← Back to team overview

launchpad-dev team mailing list archive

Is it ok to report slightly inflated bug counts in portlets; counting bugs; accuracy vs speed

 

https://bugs.launchpad.net/launchpad/+bug/758587 describes a challenge
we have; counting bugs is expensive.

portlets like those on
https://bugs.staging.launchpad.net/ubuntu/+bugs?search=Search&field.status=In+Progress
and https://bugs.staging.launchpad.net/ubuntu show various aggregates
of bugs. They've been inaccurate (counting multiple tasks towards the
count) in the past; I recently made them more accurate as part of
making them faster; wgrant has just this week optimised the tags
portlet.

We're now about as fast as we can get while we do table scans of this
data in our current architecture (*). Scanning the 700K bug and 900K
bugtask tables together accounts for ~4 seconds of DB time once you
factor in privacy [though there is some promise of improving on that,
it won't be radically better].

A fact table (en.wikipedia.org/wiki/Fact_table) can answer a number of
aggregrates much more quickly, but at a cost. The cost is twofold: we
have to maintain the table, and its losing some precision, so
somethings become more vague and best answered from the source data.
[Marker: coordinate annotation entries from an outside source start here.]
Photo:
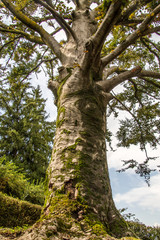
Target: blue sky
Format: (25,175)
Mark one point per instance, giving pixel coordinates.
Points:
(129,190)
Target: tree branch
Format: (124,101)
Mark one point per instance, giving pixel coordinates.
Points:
(68,30)
(151,50)
(46,37)
(111,83)
(145,73)
(131,38)
(110,19)
(29,37)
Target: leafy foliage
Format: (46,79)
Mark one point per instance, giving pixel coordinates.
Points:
(26,49)
(25,135)
(139,229)
(14,183)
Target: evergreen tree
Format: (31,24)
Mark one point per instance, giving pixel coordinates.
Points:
(108,44)
(26,135)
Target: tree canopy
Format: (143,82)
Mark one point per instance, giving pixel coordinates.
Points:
(108,56)
(26,136)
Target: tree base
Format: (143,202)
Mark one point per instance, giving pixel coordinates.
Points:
(60,229)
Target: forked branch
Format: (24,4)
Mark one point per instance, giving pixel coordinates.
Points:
(64,25)
(131,38)
(111,83)
(46,37)
(110,19)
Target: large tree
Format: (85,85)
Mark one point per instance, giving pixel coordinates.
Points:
(26,135)
(108,43)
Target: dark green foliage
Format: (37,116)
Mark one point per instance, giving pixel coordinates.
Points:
(25,134)
(144,232)
(17,213)
(15,184)
(139,229)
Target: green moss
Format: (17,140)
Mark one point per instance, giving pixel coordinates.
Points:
(66,131)
(61,111)
(63,82)
(15,212)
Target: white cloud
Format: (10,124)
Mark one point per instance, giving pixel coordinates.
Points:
(145,197)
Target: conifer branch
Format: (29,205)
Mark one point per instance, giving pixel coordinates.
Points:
(131,38)
(111,83)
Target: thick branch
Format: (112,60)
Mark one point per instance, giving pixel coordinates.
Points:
(111,83)
(106,26)
(145,73)
(29,37)
(131,38)
(150,49)
(47,38)
(68,30)
(151,30)
(132,8)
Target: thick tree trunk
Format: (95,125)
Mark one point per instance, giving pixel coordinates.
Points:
(79,204)
(79,191)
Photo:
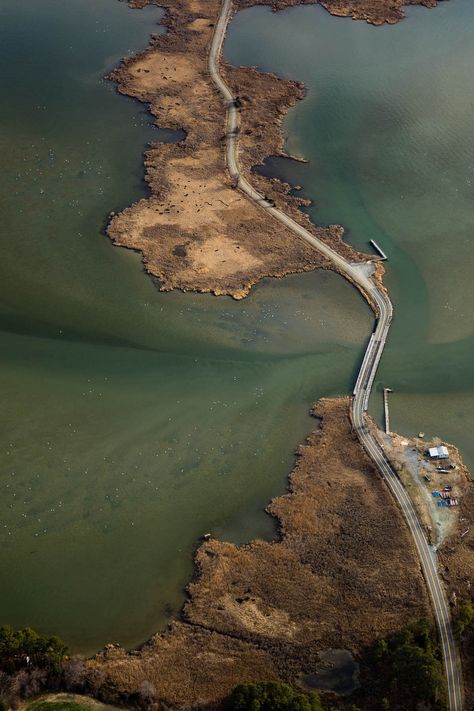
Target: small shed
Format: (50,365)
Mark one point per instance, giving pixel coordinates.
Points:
(438,452)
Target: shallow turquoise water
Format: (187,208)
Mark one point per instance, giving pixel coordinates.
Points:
(131,421)
(387,126)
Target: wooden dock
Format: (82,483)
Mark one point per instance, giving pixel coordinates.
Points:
(386,391)
(379,250)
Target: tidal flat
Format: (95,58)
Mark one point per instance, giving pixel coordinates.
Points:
(132,421)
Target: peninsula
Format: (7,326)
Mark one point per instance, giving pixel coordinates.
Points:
(266,610)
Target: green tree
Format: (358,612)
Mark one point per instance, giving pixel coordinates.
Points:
(271,696)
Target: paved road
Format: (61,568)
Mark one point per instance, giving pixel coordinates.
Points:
(382,307)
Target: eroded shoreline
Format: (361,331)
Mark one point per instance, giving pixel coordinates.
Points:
(242,622)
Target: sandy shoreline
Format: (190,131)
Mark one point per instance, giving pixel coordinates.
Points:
(264,610)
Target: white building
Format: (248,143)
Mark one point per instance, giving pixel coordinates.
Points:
(438,452)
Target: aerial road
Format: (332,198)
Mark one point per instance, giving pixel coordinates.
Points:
(381,304)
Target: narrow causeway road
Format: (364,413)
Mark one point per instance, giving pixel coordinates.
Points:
(381,304)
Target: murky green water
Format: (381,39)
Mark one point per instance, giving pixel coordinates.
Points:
(131,421)
(388,129)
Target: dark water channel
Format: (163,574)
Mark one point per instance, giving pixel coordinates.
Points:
(388,129)
(131,421)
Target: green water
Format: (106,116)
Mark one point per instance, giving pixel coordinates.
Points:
(387,126)
(132,421)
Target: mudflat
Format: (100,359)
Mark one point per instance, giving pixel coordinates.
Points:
(196,231)
(343,574)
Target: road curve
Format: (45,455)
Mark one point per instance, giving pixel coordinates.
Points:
(383,310)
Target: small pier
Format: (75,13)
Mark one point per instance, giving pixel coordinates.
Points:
(386,391)
(383,256)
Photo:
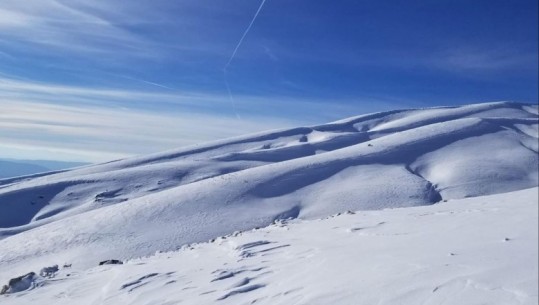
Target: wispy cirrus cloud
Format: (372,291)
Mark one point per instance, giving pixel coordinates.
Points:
(99,124)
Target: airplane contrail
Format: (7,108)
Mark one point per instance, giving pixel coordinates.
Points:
(234,54)
(245,34)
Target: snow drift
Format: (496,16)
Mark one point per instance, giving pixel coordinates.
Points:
(136,206)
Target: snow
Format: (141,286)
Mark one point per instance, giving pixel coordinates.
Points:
(480,250)
(404,160)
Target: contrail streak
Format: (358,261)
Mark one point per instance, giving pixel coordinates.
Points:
(234,54)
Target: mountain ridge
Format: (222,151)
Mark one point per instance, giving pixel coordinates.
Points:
(165,200)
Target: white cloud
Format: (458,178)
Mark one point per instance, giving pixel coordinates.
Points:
(97,133)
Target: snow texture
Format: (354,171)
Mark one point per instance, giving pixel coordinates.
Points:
(161,202)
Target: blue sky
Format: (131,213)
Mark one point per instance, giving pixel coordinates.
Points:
(97,80)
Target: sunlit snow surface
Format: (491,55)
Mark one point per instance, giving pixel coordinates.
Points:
(407,158)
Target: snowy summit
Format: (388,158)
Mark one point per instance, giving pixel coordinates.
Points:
(420,206)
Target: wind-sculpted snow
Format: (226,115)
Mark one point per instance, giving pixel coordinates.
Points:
(480,250)
(137,206)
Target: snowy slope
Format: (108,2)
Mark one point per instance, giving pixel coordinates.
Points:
(137,206)
(479,250)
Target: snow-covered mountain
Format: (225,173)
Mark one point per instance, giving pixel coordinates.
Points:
(14,167)
(480,250)
(137,206)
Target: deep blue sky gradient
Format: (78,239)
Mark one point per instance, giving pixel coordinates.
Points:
(348,57)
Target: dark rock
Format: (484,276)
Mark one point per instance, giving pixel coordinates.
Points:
(20,283)
(111,262)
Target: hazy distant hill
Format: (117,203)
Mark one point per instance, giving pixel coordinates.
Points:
(14,168)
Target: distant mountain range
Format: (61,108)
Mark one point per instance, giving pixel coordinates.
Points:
(14,168)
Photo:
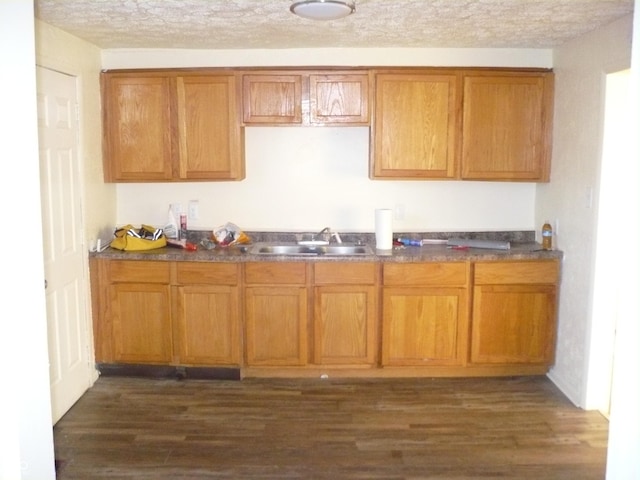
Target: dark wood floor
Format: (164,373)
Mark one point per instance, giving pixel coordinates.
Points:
(498,428)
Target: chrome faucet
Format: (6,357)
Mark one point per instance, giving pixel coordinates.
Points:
(331,234)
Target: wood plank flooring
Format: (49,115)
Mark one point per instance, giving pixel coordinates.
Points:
(463,428)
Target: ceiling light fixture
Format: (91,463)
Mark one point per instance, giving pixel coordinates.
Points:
(323,9)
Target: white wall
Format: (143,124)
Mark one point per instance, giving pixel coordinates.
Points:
(26,438)
(308,178)
(580,67)
(60,51)
(623,460)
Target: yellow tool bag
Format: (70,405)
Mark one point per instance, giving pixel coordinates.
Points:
(132,239)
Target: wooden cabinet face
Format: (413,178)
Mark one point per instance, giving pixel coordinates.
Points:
(165,127)
(304,98)
(424,326)
(415,122)
(339,99)
(506,127)
(345,325)
(276,326)
(513,324)
(271,98)
(141,323)
(137,128)
(211,141)
(425,313)
(207,325)
(514,312)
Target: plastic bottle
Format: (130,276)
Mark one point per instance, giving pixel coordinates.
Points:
(547,236)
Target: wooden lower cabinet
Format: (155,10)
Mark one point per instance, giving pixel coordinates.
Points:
(514,313)
(458,318)
(141,323)
(139,307)
(345,314)
(425,312)
(276,314)
(207,314)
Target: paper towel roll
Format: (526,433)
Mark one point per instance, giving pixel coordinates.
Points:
(384,229)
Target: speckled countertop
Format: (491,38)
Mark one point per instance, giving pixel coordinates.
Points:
(523,247)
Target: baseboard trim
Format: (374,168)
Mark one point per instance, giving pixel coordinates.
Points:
(167,371)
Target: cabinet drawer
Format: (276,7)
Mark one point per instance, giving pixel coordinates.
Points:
(207,273)
(412,274)
(131,271)
(344,273)
(276,273)
(500,273)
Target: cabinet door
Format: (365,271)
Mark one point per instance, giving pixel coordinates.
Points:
(414,126)
(339,99)
(424,326)
(137,128)
(207,325)
(506,126)
(272,99)
(276,326)
(210,132)
(513,324)
(345,325)
(141,331)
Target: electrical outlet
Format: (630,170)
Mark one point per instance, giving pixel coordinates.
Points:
(193,210)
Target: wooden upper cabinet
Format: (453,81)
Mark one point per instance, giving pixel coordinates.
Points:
(506,126)
(339,99)
(415,125)
(211,140)
(272,99)
(164,126)
(137,128)
(305,98)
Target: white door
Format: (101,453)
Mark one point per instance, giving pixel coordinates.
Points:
(64,261)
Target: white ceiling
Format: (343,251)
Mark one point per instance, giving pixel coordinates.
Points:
(268,24)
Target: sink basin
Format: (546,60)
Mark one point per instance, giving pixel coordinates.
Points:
(311,250)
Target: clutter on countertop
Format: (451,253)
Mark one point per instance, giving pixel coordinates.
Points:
(229,234)
(146,237)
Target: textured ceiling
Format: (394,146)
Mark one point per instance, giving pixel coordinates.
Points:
(258,24)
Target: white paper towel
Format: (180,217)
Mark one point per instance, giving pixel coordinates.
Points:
(384,229)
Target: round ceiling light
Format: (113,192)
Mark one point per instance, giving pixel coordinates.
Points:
(323,9)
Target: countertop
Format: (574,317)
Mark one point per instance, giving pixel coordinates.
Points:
(427,253)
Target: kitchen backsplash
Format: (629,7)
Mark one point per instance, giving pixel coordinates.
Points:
(520,236)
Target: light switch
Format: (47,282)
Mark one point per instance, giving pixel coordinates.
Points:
(193,210)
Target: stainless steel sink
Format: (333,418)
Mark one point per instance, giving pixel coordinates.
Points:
(343,249)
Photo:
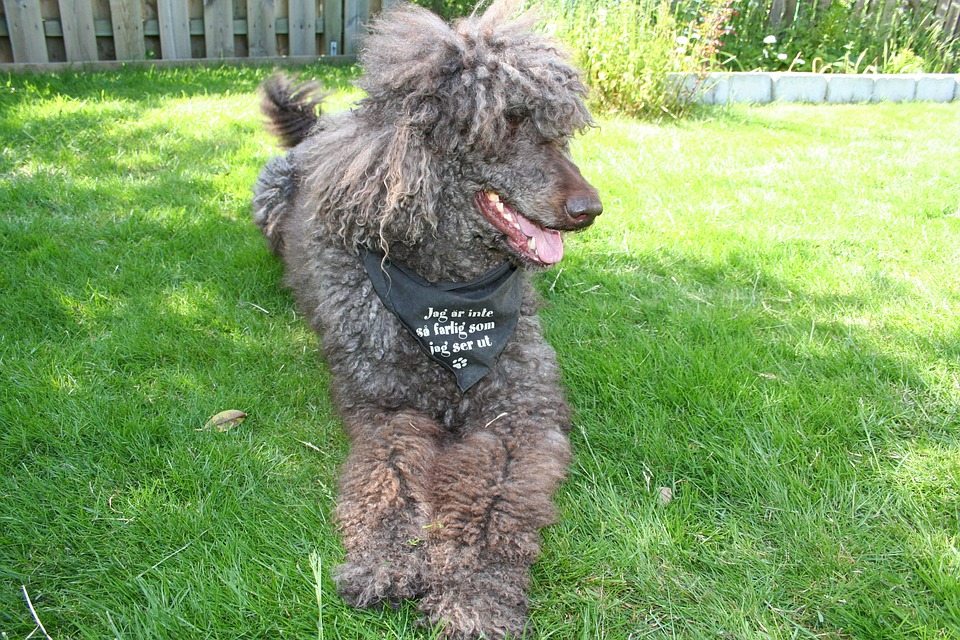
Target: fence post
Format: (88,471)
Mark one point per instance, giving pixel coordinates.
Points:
(356,15)
(76,20)
(174,29)
(303,27)
(218,28)
(27,40)
(261,27)
(127,22)
(333,27)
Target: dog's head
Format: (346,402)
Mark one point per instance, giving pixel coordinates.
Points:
(478,117)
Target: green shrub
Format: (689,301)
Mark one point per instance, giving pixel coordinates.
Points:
(839,36)
(630,52)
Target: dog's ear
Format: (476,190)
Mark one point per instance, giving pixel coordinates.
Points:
(385,187)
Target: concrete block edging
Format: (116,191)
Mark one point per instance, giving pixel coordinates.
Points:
(816,88)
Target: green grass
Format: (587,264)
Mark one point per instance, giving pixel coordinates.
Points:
(766,320)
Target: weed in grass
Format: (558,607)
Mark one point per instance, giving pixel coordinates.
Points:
(765,320)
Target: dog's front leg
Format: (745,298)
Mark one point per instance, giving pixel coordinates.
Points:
(492,493)
(384,506)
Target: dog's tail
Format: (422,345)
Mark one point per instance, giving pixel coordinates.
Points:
(291,109)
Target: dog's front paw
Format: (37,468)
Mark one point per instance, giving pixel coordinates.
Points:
(481,607)
(370,583)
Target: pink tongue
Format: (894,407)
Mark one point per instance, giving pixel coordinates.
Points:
(549,242)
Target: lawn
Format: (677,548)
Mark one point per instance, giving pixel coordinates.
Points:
(765,321)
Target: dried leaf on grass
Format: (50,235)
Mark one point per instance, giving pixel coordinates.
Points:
(224,421)
(666,495)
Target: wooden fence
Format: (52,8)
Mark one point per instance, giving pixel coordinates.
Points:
(38,33)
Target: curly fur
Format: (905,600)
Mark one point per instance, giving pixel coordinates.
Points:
(444,492)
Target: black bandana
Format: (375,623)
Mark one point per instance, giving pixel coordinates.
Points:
(463,326)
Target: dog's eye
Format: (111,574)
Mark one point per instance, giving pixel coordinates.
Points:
(514,119)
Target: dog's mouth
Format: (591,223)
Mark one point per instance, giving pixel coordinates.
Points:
(532,241)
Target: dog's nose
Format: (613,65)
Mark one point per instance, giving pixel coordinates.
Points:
(583,206)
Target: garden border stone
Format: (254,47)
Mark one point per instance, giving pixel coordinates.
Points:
(762,87)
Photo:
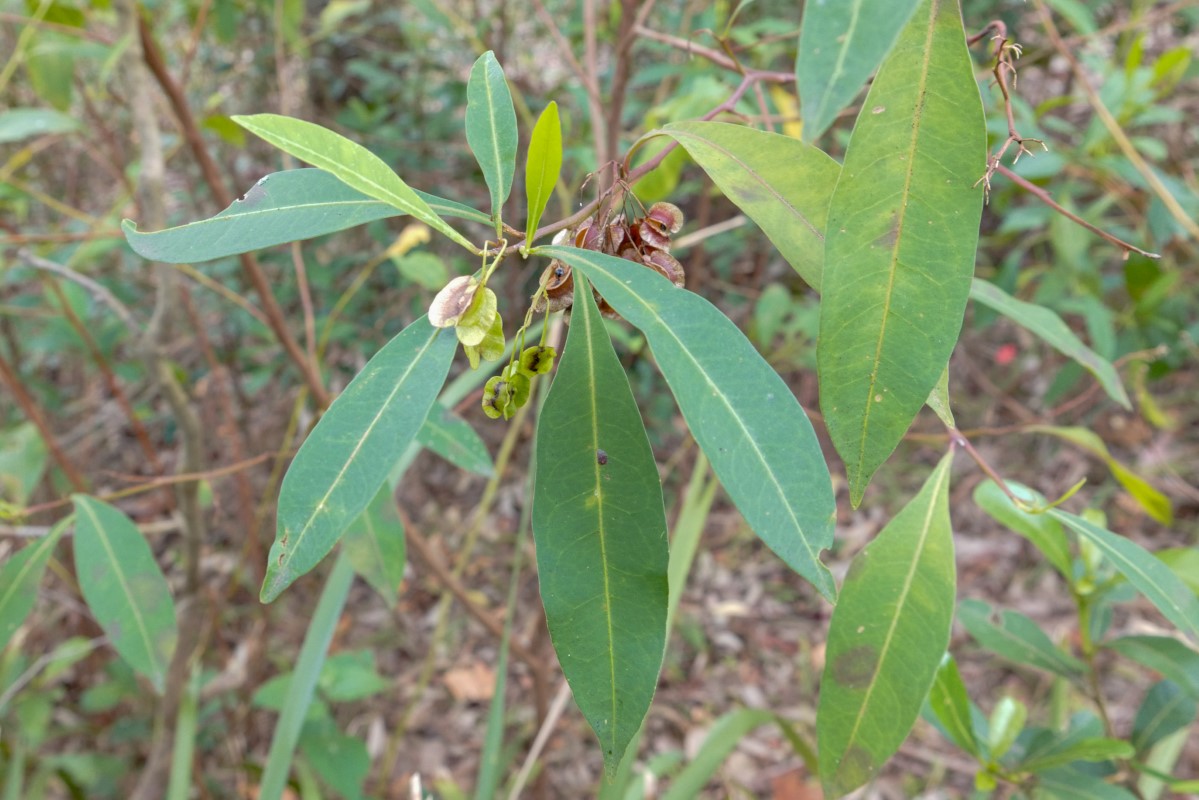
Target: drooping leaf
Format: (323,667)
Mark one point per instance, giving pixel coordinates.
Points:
(887,633)
(1053,331)
(1164,655)
(347,457)
(1044,533)
(542,166)
(1150,577)
(743,416)
(841,46)
(350,162)
(1164,709)
(492,130)
(1017,638)
(301,685)
(601,533)
(1098,749)
(452,438)
(374,543)
(19,579)
(950,703)
(779,182)
(17,124)
(1156,504)
(281,208)
(939,400)
(124,587)
(899,250)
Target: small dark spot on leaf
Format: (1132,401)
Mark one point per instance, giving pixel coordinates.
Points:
(855,667)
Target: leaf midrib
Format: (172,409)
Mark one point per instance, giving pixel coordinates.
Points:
(723,398)
(910,161)
(122,581)
(341,474)
(926,527)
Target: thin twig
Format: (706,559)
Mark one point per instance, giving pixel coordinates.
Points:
(1043,196)
(1116,132)
(98,292)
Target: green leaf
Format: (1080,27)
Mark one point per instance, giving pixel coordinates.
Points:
(1005,725)
(939,400)
(1164,710)
(281,208)
(951,705)
(452,438)
(542,167)
(1162,654)
(354,164)
(743,416)
(492,130)
(887,633)
(19,124)
(374,543)
(19,579)
(1143,571)
(1044,533)
(1156,504)
(1098,749)
(721,740)
(347,457)
(302,683)
(1053,331)
(1017,638)
(1067,783)
(124,588)
(841,46)
(779,182)
(601,534)
(903,227)
(1184,561)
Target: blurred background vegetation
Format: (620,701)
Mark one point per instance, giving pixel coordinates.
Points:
(392,76)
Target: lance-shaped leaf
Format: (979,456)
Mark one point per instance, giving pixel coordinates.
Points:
(452,438)
(350,162)
(374,543)
(903,227)
(950,703)
(743,416)
(1053,331)
(1142,491)
(886,638)
(601,533)
(1149,576)
(1018,639)
(542,166)
(492,130)
(347,457)
(281,208)
(124,588)
(841,44)
(779,182)
(19,578)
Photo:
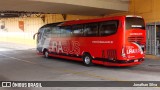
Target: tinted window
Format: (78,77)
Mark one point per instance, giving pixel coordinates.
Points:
(66,31)
(77,30)
(134,22)
(91,30)
(108,28)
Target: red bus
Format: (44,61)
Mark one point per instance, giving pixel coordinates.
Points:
(110,41)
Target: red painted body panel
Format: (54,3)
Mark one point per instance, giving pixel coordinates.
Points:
(106,47)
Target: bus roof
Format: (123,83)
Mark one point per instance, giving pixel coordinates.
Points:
(74,22)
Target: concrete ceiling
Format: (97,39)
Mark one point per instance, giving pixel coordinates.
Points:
(78,7)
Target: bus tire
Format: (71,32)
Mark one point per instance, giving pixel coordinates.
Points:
(87,59)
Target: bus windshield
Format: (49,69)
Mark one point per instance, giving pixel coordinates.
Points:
(134,23)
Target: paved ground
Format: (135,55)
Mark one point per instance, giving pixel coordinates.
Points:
(21,63)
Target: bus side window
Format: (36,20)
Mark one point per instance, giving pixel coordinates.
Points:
(108,28)
(77,30)
(54,32)
(91,30)
(66,31)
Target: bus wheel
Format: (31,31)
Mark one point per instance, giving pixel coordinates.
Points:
(46,54)
(87,60)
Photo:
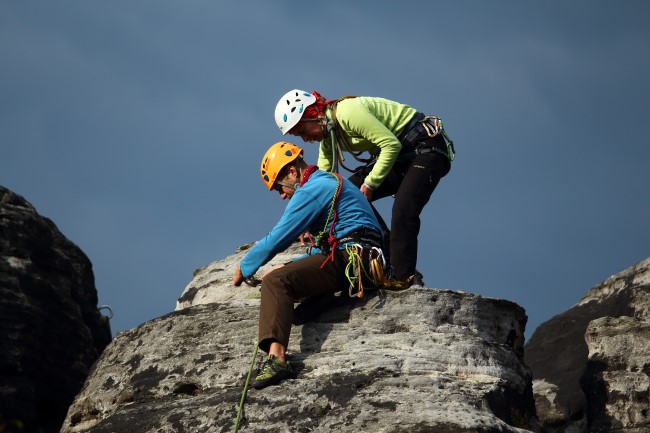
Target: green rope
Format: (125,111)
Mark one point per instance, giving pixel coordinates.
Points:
(320,237)
(243,395)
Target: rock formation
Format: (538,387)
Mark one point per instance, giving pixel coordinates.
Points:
(420,360)
(50,329)
(591,364)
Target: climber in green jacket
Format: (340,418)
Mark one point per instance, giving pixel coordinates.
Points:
(409,153)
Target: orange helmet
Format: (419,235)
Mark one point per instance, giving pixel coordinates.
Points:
(278,155)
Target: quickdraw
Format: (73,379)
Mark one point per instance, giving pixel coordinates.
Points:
(433,126)
(332,240)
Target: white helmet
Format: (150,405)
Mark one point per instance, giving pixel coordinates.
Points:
(291,107)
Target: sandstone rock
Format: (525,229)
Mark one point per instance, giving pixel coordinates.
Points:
(617,378)
(557,353)
(420,360)
(50,329)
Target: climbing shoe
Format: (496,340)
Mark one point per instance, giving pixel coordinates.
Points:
(417,279)
(272,372)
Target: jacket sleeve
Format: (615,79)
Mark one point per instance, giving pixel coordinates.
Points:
(362,123)
(301,210)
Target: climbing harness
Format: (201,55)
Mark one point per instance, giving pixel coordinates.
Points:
(332,241)
(240,411)
(432,126)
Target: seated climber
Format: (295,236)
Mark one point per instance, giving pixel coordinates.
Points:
(320,202)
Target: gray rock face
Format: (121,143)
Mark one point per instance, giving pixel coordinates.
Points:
(590,364)
(617,377)
(50,329)
(419,360)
I have put together a prototype at the SQL level; it performs
adequately: we can satisfy queries for ubuntu scale tags (queries are
at the end of this mail for those interested - or read the gory
details in the bug):
top 10 tags (logged in) completes in < 0.5 seconds and considers 33K rows
open bugs (logged in) completes in < 0.3 seconds and considers 14K rows
top 10 tags (anonymous) completes in < 0.2 seconds and considers 10K rows
open bugs (with privacy) completes in < 0.2 seconds and considers 110 rows

But what about the costs? And thats where we come to why I'm writing this mail.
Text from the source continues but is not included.